I can only assume theatre is in his blood, but not from my side of the family.

I went to the National Theatre last week to see, not a full production, but a reading of a play – Tarell Alvin McCraney’s Wig Out!, directed by, and starring, the writer himself. The pre-publicity described the play as a “big, bold and riotous look at gender, drag and fabulousness”, in which “the House of Light competes with the House of Diabolique for drag family supremacy at the Cinderella Ball”. It lived up to this thrilling billing, transcending the modest expectations of a “read-through” and bursting into vivid life on the stage. The audience, less subdued, less thoroughly straight and white than a standard West End theatre crowd, rose to the occasion, whooping their approval and leaping to their feet at the end in a genuinely rousing and moved ovation.

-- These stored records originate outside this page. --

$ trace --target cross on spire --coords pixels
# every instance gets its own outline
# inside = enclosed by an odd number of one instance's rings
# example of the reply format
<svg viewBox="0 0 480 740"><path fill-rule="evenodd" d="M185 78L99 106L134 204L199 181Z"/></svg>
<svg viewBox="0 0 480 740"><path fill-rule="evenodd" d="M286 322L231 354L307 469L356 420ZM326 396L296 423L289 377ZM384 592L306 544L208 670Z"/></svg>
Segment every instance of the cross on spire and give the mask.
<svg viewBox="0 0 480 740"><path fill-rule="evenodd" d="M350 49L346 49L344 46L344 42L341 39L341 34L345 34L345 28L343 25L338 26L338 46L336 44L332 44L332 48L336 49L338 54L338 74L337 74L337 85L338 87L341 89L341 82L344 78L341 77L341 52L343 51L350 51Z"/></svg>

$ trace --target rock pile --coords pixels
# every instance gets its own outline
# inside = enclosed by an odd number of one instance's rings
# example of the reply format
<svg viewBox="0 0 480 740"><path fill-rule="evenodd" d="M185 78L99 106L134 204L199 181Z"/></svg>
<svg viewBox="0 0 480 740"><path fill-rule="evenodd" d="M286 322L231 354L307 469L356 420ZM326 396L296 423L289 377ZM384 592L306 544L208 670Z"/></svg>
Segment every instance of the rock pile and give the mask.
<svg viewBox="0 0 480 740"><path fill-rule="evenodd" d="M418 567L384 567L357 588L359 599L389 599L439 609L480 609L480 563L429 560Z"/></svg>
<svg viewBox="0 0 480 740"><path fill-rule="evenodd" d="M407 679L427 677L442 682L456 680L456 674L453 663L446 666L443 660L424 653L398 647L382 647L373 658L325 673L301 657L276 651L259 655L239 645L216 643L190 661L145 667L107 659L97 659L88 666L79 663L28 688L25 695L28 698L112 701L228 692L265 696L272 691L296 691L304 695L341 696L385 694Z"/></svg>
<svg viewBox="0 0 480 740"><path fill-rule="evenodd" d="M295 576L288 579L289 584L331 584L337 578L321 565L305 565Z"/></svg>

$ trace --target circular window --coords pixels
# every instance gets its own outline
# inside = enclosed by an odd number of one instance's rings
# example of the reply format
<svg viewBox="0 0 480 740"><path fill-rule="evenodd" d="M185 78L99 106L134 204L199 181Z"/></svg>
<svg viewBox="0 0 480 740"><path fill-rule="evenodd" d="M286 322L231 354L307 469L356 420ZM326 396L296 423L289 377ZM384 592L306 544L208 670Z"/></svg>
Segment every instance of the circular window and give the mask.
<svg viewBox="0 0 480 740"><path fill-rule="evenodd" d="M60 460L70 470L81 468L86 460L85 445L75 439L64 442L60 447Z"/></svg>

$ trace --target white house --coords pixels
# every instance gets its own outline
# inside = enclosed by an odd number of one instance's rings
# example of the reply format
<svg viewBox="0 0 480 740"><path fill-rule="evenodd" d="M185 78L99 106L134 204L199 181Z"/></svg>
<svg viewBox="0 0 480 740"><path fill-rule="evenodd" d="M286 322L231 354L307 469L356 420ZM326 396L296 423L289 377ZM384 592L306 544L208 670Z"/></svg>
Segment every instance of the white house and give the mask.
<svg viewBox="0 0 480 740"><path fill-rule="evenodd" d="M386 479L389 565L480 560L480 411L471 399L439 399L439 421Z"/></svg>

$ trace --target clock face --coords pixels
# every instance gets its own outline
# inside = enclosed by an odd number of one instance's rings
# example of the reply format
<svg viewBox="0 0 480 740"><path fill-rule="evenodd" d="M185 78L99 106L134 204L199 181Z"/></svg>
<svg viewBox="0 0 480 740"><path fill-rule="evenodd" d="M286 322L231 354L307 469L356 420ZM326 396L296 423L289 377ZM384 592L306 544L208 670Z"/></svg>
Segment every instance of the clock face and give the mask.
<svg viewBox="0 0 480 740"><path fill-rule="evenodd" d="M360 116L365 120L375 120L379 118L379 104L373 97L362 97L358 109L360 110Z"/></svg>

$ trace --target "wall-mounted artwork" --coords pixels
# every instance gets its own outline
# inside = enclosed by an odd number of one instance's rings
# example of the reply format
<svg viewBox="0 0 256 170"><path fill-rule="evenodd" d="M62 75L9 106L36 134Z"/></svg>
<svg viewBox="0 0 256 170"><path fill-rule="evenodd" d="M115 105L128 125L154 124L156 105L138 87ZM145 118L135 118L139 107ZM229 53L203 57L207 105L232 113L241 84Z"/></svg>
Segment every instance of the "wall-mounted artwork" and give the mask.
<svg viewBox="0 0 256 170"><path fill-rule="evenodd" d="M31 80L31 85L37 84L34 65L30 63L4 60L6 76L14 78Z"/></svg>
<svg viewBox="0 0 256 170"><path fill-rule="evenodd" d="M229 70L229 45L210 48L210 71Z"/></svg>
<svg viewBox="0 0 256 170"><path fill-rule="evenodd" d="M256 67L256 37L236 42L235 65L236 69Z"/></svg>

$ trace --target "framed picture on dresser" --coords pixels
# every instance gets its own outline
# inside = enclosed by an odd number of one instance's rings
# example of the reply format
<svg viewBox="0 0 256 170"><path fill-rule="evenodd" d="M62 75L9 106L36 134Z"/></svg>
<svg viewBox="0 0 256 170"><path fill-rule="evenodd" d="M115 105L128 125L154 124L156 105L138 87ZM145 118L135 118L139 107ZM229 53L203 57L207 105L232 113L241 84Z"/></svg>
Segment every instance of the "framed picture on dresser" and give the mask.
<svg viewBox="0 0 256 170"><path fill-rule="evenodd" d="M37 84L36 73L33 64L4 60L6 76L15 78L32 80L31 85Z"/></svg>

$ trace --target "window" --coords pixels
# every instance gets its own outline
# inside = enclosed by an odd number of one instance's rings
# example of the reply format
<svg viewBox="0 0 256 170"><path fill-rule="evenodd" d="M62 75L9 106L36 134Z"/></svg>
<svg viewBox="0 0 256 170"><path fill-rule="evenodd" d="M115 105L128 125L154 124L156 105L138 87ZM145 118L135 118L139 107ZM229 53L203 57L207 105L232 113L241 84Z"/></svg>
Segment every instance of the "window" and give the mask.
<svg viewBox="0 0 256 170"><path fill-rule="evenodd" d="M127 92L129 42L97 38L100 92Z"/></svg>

It was a great evening, and came hot on the heels of another success only two weeks ago, when Ben and I took our youngest to see Jez Butterworth’s The Ferryman. The boy is only 16, and freshly into drama, so it felt risky taking him to a new play. But we needn’t have worried. The piece is visceral and physical, set in County Armagh in 1981; against the backdrop of the hunger strikes, it tells a story of the long reach of the IRA, and even though the boy needs some of the history explaining to him, when I turn to him at the end of the final, shocking scene, he says: “I am actually shivering.” Which is presumably the precise response you would want to get out of a 16-year-old boy, poised on the brink of being excited about drama.

But theatre isn’t always exciting, is it? Let’s be honest. Ben and I have slunk out of too many intervals, bored witless by something flat and stagey, so I chalk these two latest experiences up as something of a triumph.

I didn’t even know the boy was so into theatre until I saw him on stage this year in a school production of Enron. He only had a small part, but still had to come to the very front of the stage, alone in a spotlight, and deliver a monologue in a Texan accent. And seeing him out of context like this, I nearly fell off my seat with the jolt of dislocation, almost not recognising him as my own son. Who knew he could do a Texan accent? (He’d practised for hours in the bathroom, he told me later.) And when did he get so tall? And so handsome? I see him every day and yet all I could think, seeing him up there on stage, was: “Who on earth IS this lanky six footer with the Hollywood smile, making eye contact and connecting with the audience in a way I never could in 20 years of gigs?”

I can only assume it is in his blood, and has come from Ben’s side of the family. Ben was studying drama at Hull when I met him; indeed the first time I saw him with his clothes off was on stage, in a production of The Winter’s Tale where the director, somewhat sadistically I thought, lined up a chorus of young men to be dancing satyrs, and made them strip down to nothing but giant codpieces. We’d only just started dating, so it was quite the introduction to my new boyfriend’s body.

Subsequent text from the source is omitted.